Kentte yaşayan vatandaşlardan Beytullah Şahin de vaka sayılarında artış yaşanmasındaki nedenin halk olarak kurallara uyulmamasından kaynaklandığını söyledi. Şahin, “Biz halk olarak kurallara uymuyoruz. Uymadığımız müddetçe böyle oluyor. Benim yaşım 70. İzinli olduğum saatler arasında dışarı çıktım, şimdi evime gidiyorum ama vatandaş dinlemiyor, maske takmıyor ve bir araya geliyor. Maalesef tembellik var. O yüzden bu virüs başımızdan eksik olmuyor. Kurallara uyarsak inşallah bundan kurtulacağız. Toplantılardan, misafirliklerden vazgeçeceğiz. Ben en yakınımın cenazesine yaşımdan dolayı gidemedim. Sadece benim, senin kurallarına uyman yetmiyor, toplum uyacak” dedi.
"İnsanlar yasağı delmeyi hoş bir şey olarak görüyor"
Bir diğer kent sakini Hamiyet Hüsem ise, şöyle konuştu:
“Ordu, İstanbul’un ikinci en büyük nüfusuna sahip olan il. İstanbul ile çok fazla giriş çıkış bağlantıları olduğu için bunun etkili olabileceğini düşünüyorum. İnsanlar çok dikkatli değil.
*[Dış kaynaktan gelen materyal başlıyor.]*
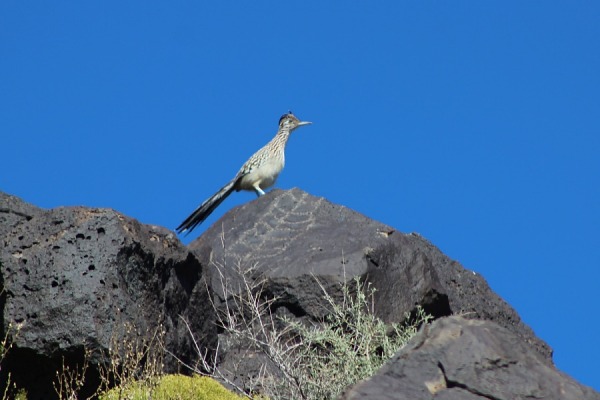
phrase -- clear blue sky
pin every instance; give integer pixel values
(472, 123)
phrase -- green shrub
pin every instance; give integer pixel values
(173, 387)
(309, 361)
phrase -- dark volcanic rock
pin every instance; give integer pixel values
(75, 276)
(456, 358)
(291, 238)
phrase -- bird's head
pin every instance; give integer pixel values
(290, 122)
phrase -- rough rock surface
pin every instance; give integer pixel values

Ne kadar sıkı yasaklar alsak da bu insanların kendisinde bitiyor. İnsanlar yasağı delersem benim için hoş bir şey olacakmış gibi görüyor. Halbuki kendi sağlığıyla ve diğer insanların sağlığıyla oynuyorlar. Bunun amacına bakmak lazım. Amacı nedir? İnsan sağlığının korunması. Bu ölümcül bir hastalık. Kanserden bile çok daha kısa sürede öldüren bir hastalık. İnsanların kendilerinin bilinçli olması gerekir. Her insan kendi içinde bilinçli olursa zaten yasaklara gerek kalmadan bu olay ortadan kalkar.”